In Detour, director Christopher Smith nails that vibe. The stylized, almost ’70s aesthetic permeated the entire plot of this road movie—which, in itself, evoked an earlier period where the road story was as popular as the big-stage musical. This is a basic story, told in a very compelling fashion (much like Pulp Fiction). The trailer makes it out to be a branching storyline with multiple possibilities playing out at once—which is what drew me into this film, artistically. I’m happy to report that it’s not that, but something far more twisted. Apparently, there was a crew member whose entire job it was (according to the end credits) to keep the continuity—would’ve hated to have that job!
The delivery is very grown-up. This movie may not ever see wide release, but I’m okay with that. It’s a film the way its director envisioned it, untouched by a ratings panel. It was a little heavy with the adult content, which—for money’s sake—even the larger theatres tend to steer clear of. I love the interplay between the scenes, both known and as-yet-unknown. The twists and turns taken in act three kept me glued to the screen, all the way through to the end credits.
When it comes to indie films—and I think we can all agree that that’s what Amazon Studios is at this point: an indie studio, despite their pairing with Magnet Releasing—soundtrack is key.
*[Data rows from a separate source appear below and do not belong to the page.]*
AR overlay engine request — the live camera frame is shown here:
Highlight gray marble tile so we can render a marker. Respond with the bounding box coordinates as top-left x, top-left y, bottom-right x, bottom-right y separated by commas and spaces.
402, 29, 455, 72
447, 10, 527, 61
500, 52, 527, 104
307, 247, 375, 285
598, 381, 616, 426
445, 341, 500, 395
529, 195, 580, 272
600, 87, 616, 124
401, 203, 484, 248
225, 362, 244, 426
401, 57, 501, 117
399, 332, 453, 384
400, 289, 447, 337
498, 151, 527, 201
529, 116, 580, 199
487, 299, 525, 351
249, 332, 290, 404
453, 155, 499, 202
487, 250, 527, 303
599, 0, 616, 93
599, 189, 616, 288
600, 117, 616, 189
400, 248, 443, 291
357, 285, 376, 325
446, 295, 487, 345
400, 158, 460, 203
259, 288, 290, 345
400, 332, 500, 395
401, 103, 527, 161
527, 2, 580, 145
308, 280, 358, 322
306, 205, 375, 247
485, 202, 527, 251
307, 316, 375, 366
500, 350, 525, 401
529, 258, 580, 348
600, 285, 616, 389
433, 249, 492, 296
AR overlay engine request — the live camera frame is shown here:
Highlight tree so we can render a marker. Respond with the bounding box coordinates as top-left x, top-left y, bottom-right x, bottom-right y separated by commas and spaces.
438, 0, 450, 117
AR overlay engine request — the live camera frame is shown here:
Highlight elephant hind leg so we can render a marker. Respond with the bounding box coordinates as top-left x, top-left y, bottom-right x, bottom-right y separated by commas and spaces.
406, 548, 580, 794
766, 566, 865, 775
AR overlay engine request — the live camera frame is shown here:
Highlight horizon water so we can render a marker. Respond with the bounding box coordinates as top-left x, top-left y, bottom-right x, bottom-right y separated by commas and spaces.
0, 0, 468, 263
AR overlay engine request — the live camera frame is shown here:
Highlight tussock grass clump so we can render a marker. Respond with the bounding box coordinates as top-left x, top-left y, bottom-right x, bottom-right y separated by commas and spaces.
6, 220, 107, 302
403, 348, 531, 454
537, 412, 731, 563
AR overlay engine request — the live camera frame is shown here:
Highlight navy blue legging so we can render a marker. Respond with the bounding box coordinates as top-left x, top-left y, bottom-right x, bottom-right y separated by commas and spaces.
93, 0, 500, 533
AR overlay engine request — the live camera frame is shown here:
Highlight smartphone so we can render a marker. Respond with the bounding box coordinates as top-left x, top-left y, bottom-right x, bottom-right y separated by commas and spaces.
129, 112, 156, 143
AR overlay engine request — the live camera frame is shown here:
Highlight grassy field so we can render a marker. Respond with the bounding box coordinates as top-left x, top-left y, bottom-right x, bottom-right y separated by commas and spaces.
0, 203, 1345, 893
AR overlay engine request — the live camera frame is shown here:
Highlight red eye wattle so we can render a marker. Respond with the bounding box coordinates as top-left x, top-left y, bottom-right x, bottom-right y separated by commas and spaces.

Not all the small movies can support the score they’d like with the budget they have. That’s why Deadpool only advertised a certain song in the trailer, but settled with another—the filmmakers couldn’t afford their first choice. In this film, though, the music is ecstatic, the true heartbeat of the film—subtle in some scenes, quite noticeable in others. A perfect accent, as it’s supposed to be.
Tye Sheridan really came out of nowhere; in the role of Harper, he assumes the position of struggling male counterpart to Bel Powley’s misunderstood tramp. He is very expressive, acting a lot of his scenes out without saying too much. There’s a chemistry between his and Powley’s characters that is evident early-on, and the arc that develops is a quaint one. The ending is not so much happy, but a deserved one, fitting of the story.
This movie came completely out of left field. The cinematography was on-point—evoking a bygone era of Hollywood where everything on-screen didn’t need to be exploding or overly-CG’d. The tone was melancholy and muted, making for a whirlwind trip from title card to credits. It threw me for a loop, as far as lay-out, but I’m happy that it surprised me. Detour gets a *****/ ‘Risk Assessment. Here’s to the resurgence of independent cinema, long live it.
Unfortunately, this is only available on Amazon Video for the time-being, but for a modest price of $6.99 for a 48-hour rental. Do make an effort to see this one, though, if you have an artistic appreciation for the cinematically-fresh.